Any matrix library order-neutral?

Question

Sorry if this is too long, but I feel the question needs to be clarified:

I'm working on a xll library for Excel, i.e., a C library containing functions which can be registered and called directly form a cell. Ideally these functions should be called (or adapted to be called) also from VBA, in order to provide an interpreted environment for more complicated calculations (root finding, ode, optimization) which do not fit well within the Excel sheet. To be clear: THERE IS a way to call a sheet function from vba (function Application.Run), but it pays the unacceptable price of conversions from/to variant type for all parameters and return value. Now the funny situation is that, within the same Excel environment, a bidimensional matrix is passed in different ways:

for sheet functions, the native Excel-C interface passes to C a matrix in the row-major order (type FP12 of the Excel SDK);
for vba, a matrix is an LPSAFEARRAY, which has data organized in column-major order.

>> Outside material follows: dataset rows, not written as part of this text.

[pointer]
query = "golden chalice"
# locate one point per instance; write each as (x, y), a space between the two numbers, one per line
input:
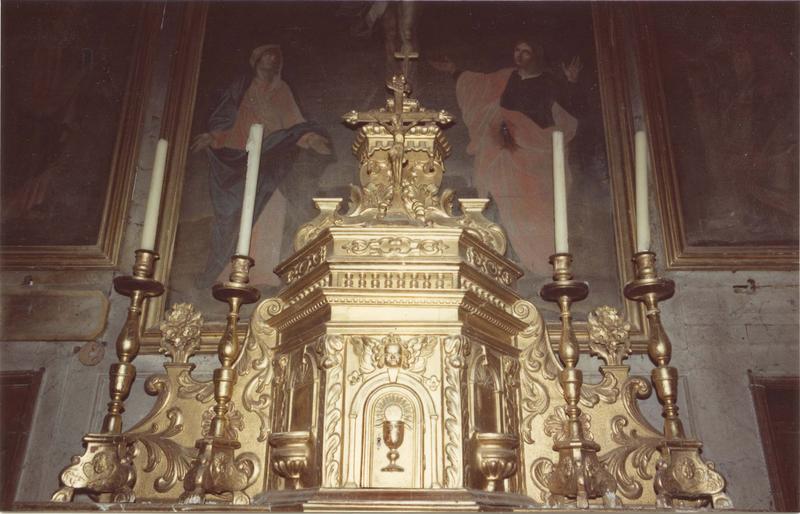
(393, 437)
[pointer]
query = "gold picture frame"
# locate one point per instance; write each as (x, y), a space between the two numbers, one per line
(179, 115)
(104, 253)
(681, 253)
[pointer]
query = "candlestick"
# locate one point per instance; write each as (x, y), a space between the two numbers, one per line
(642, 212)
(154, 197)
(578, 473)
(251, 180)
(114, 479)
(206, 476)
(559, 193)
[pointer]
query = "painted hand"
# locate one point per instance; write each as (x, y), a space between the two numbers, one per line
(201, 142)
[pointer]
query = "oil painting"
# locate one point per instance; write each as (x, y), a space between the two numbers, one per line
(510, 73)
(727, 97)
(66, 166)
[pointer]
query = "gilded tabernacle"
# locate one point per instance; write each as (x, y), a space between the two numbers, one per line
(398, 368)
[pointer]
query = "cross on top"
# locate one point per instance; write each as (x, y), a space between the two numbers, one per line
(396, 121)
(406, 55)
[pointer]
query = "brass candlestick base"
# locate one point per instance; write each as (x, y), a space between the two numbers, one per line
(682, 477)
(217, 470)
(105, 471)
(578, 473)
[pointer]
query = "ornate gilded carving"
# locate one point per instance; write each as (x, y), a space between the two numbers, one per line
(394, 246)
(159, 443)
(291, 455)
(639, 449)
(496, 456)
(330, 349)
(609, 335)
(306, 264)
(399, 344)
(328, 217)
(681, 475)
(104, 469)
(181, 331)
(489, 266)
(456, 350)
(393, 353)
(683, 479)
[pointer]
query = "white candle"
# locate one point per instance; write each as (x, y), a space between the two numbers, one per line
(251, 180)
(154, 197)
(642, 212)
(560, 193)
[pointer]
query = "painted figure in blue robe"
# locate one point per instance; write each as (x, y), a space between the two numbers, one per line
(264, 98)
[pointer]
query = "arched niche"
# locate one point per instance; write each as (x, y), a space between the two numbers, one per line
(485, 395)
(365, 457)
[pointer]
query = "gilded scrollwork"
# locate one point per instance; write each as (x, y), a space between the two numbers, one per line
(533, 363)
(330, 349)
(394, 246)
(181, 331)
(639, 450)
(159, 443)
(609, 335)
(306, 264)
(489, 266)
(456, 349)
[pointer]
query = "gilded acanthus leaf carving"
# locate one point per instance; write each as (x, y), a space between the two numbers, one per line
(640, 450)
(330, 349)
(180, 332)
(456, 350)
(158, 443)
(609, 335)
(257, 396)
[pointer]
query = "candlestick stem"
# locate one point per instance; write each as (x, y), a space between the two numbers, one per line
(578, 473)
(678, 453)
(220, 444)
(109, 450)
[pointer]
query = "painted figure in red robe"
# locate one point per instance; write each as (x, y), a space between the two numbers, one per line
(511, 115)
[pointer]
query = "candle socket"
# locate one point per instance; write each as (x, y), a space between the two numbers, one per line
(578, 474)
(678, 453)
(109, 450)
(203, 476)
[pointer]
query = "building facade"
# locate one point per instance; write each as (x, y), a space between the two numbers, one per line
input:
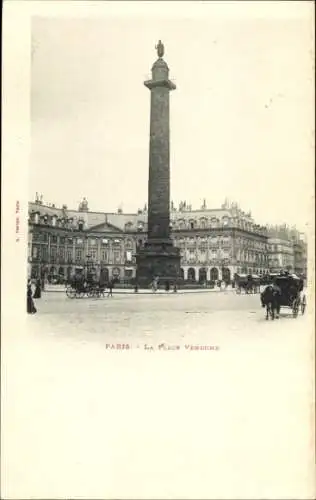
(287, 250)
(214, 243)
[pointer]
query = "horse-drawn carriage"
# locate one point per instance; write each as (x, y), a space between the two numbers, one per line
(79, 287)
(286, 291)
(249, 283)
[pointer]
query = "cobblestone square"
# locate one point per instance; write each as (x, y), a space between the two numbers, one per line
(89, 415)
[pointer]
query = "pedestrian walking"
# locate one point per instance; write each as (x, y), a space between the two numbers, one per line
(38, 290)
(30, 307)
(111, 286)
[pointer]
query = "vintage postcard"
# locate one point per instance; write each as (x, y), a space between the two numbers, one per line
(158, 250)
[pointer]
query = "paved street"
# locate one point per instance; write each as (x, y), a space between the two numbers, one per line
(90, 421)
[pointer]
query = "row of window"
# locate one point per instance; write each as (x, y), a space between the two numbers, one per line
(43, 237)
(42, 252)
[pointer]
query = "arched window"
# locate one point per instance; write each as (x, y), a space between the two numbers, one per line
(202, 275)
(191, 274)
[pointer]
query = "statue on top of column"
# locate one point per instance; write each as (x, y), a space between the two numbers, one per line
(160, 49)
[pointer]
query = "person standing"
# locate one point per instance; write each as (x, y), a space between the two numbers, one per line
(111, 286)
(30, 307)
(38, 291)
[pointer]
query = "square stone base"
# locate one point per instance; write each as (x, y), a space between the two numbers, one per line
(157, 261)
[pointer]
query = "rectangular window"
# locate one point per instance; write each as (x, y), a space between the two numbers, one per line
(117, 257)
(78, 254)
(93, 254)
(104, 255)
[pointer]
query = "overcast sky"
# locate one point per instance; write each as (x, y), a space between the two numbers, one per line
(241, 122)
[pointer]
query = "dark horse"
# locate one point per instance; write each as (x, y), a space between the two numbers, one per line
(270, 299)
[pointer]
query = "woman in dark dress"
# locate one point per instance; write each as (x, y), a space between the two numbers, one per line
(38, 292)
(31, 309)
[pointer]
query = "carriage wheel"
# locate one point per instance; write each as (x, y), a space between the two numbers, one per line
(295, 309)
(70, 292)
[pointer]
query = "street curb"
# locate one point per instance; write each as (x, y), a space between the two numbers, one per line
(119, 292)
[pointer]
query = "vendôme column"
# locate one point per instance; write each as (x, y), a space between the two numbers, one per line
(159, 258)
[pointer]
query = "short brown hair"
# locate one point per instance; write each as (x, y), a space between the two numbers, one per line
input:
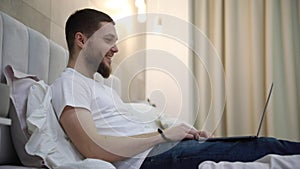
(85, 21)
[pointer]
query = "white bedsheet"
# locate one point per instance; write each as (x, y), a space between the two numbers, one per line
(268, 162)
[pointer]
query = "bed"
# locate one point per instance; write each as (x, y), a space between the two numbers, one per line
(27, 55)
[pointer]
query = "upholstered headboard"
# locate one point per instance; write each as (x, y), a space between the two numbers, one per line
(30, 52)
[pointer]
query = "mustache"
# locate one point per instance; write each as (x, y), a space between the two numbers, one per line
(104, 70)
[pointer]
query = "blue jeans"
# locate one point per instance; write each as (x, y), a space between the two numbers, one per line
(190, 153)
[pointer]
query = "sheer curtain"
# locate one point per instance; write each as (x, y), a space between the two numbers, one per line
(258, 43)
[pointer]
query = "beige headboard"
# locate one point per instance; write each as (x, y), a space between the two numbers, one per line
(29, 51)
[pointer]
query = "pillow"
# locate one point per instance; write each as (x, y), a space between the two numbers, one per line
(19, 84)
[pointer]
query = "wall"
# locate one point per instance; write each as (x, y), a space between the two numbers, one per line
(168, 62)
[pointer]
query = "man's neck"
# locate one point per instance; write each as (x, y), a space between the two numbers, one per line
(80, 67)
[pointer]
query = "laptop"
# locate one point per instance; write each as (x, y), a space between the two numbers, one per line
(240, 138)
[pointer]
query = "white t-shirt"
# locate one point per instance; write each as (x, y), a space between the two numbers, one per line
(109, 113)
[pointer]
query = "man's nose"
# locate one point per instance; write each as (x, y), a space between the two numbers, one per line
(114, 49)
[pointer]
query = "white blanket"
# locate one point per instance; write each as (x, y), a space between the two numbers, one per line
(47, 137)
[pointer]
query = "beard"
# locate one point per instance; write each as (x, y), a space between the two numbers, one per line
(104, 70)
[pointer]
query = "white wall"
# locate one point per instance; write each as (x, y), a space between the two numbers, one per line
(168, 61)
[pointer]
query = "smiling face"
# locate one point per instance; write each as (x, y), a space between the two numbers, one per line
(100, 48)
(105, 66)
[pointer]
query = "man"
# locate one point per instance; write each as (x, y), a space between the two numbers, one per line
(97, 123)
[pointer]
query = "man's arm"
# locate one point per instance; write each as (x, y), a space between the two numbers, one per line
(80, 127)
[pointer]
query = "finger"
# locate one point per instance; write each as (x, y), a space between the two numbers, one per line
(203, 134)
(189, 136)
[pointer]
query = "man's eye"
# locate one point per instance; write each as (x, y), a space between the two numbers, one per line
(108, 40)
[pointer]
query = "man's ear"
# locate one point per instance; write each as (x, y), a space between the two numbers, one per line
(80, 39)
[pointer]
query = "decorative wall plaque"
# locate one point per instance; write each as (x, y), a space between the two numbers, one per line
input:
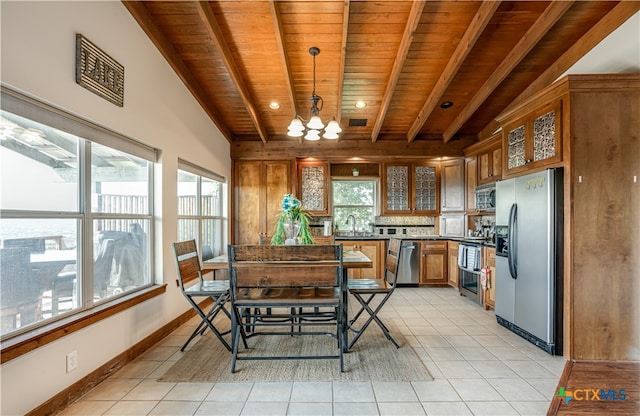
(98, 72)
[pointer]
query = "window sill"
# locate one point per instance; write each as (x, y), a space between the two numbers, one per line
(29, 341)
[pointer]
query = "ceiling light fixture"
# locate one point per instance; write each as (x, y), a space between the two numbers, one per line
(315, 125)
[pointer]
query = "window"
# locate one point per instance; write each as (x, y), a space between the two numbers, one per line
(355, 197)
(66, 199)
(202, 209)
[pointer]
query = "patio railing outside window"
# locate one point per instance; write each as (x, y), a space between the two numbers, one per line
(75, 217)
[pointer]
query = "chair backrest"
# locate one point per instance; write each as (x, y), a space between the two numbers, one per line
(392, 261)
(264, 239)
(324, 239)
(207, 252)
(268, 266)
(187, 261)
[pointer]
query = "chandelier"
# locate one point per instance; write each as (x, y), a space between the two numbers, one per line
(314, 127)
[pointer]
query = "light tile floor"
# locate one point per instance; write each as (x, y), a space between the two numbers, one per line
(480, 368)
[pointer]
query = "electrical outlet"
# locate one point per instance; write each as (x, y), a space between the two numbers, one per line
(72, 361)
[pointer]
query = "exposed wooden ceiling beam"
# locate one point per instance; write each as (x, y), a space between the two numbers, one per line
(616, 17)
(476, 27)
(343, 58)
(146, 22)
(284, 58)
(540, 27)
(403, 50)
(215, 33)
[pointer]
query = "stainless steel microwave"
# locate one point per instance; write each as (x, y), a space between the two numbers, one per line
(486, 197)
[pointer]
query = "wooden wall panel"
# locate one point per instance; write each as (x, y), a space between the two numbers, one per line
(606, 223)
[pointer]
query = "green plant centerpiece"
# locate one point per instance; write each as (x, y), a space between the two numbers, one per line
(292, 226)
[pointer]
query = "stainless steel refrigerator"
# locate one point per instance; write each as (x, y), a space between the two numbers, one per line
(529, 211)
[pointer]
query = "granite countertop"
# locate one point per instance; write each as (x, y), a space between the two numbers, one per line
(472, 240)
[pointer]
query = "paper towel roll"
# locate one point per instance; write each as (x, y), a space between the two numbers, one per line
(327, 228)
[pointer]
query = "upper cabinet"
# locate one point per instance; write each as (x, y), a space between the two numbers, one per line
(313, 186)
(470, 164)
(453, 186)
(490, 162)
(533, 140)
(410, 188)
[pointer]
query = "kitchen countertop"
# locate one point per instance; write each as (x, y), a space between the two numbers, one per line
(472, 240)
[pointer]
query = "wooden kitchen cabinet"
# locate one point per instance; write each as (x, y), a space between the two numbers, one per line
(601, 150)
(489, 294)
(374, 249)
(532, 141)
(410, 188)
(433, 263)
(453, 272)
(313, 186)
(490, 162)
(470, 164)
(259, 187)
(453, 193)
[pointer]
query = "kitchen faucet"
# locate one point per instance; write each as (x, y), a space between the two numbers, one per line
(353, 227)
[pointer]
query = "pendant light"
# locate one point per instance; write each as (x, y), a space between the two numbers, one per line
(314, 128)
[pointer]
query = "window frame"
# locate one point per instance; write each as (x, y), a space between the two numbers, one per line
(201, 173)
(374, 206)
(18, 342)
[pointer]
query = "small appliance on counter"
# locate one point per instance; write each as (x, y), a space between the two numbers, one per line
(469, 263)
(486, 197)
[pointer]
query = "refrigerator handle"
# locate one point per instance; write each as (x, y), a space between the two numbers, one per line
(512, 241)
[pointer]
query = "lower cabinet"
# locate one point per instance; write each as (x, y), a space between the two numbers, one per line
(433, 263)
(374, 249)
(489, 294)
(453, 272)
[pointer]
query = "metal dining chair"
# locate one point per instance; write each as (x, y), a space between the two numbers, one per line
(189, 270)
(365, 290)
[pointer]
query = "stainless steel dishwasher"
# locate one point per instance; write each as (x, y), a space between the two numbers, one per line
(409, 269)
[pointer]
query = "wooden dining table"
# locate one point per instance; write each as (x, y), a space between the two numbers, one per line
(351, 259)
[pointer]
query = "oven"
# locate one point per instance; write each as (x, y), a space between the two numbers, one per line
(469, 263)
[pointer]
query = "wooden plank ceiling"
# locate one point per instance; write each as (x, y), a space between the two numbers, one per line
(402, 58)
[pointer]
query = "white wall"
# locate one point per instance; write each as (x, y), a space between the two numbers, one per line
(38, 58)
(616, 54)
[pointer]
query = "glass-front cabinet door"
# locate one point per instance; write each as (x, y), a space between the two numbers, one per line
(396, 183)
(313, 187)
(410, 188)
(534, 140)
(425, 188)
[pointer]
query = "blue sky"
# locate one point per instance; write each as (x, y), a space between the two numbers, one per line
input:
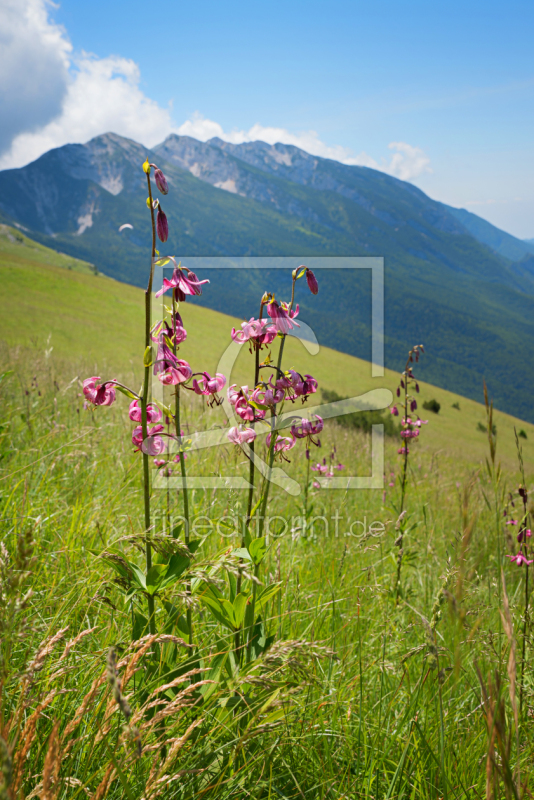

For unidimensional data (vectors) there is a solution dated back to BLAS (30 years ago), which can be translated to C in having a structure like

struct VECTOR { 
    int n;
    int stride;
    double * data;
    double & operator [] (int i) { return data[(i - 1)*stride]; }   
}

In other words, we use for the calculations an intermediate structure which does not own data, but can map both contiguous data or data linearly spaced with a constant gap (the stride). Struct's data can be processed sequentially, but they can also translated to an array section (if using cilk):

data [ 0 : n : stride ]

When we move from vectors to matrices, I've read that it is possible to abstract from the matrix order using both a row stride and a column stride. My naif attempt could be:

struct MATRIX {
    int rows;
    int cols;
    int rowstride;
    int colstride;
    double * data;
    inline double & operator () (int i, int j)  { return data[(i - 1)*rowstride + (j - 1)*colstride]; }
    MATRIX(int nrows, int ncols, int incrw, int inccl, double* dt) {rows = nrows; cols = ncols, rowstride = incrw; colstride = inccl; data = dt; }
    MATRIX(FP12 & A)        { rows = A.rows;  cols = A.cols;  data = A.array; rowstride = cols; colstride = 1;  }
    MATRIX(LPSAFEARRAY & x) { rows = ROWS(x); cols = COLS(x); data = DATA(x); rowstride = 1;    colstride = rows; }
    int els() { return rows * cols; }
    bool isRowMajor() { return rowstride > 1; }
    bool isScalar()   { return (rows == 1) & (cols == 1); }
    bool isRow()      { return (rows == 1); }
    bool isCol()      { return (cols == 1); }
    VECTOR col(int i) { return {rows, rowstride, &data[(i - 1)*colstride] }; }      // Col(1..)
    VECTOR row(int i) { return {cols, colstride, &data[(i - 1)*rowstride] }; }      // Row(1..)
    VECTOR all()      { return {els(), 1, data}; }  
    void copyFrom   (MATRIX & B) { for (int i = 1; i <= rows; i++) ROW(*this, i) = ROW(B, i); }
    MATRIX & Transp (MATRIX & B) { for (int i = 1; i <= rows; i++) ROW(*this, i) = COL(B, i); return *this; }
    void BinaryOp   (BinaryFcn f, MATRIX & B);
    MATRIX TranspInPlace() { return MATRIX(cols, rows, colstride, rowstride, data); }
    MATRIX SubMatrix(int irow, int icol, int nrows, int ncols) { return MATRIX(nrows, ncols, rowstride, colstride, &(*this)(irow, icol)); }
};

The two constructors from an FP12 or an LPSAFEARRAY initialize the structure pointing to data which is row-major or column-major organized. Is this order-neutral ? In my opinion yes: both data access (indexing) and row/column selection are correct independently from the order. The indexing is slower given the two multiplications, but it is possible to map very quickly rows and columns: after all the purpose of a matrix library is to minimize the single data access. Further, it is very easy to write macros that return an array section for a row or column, and for the whole matrix also:

#define COL(A,i) (A).data[(i-1)*(A).colstride : (A).rows : (A).rowstride]           // COL(A,1)
#define ROW(A,i) (A).data[(i-1)*(A).rowstride : (A).cols : (A).colstride]           // ROW(A,1)
#define FULL(A)  (A).data[0 : (A).rows * (A).cols]                                  // FULL MATRIX

In the above code indexes start from 1, but even this could be abstracted using a (modifiable) ofs 0-1 parameter in place of the hard-coded 1. The all() function / FULL() macro are correct only for a whole, contiguous matrix, not a submatrix. But also this could be adjusted, switching in this case to a loop over the rows. More or less like the above copyFrom method(), which can transform (copying) a matrix between a row-major and a column-major representation.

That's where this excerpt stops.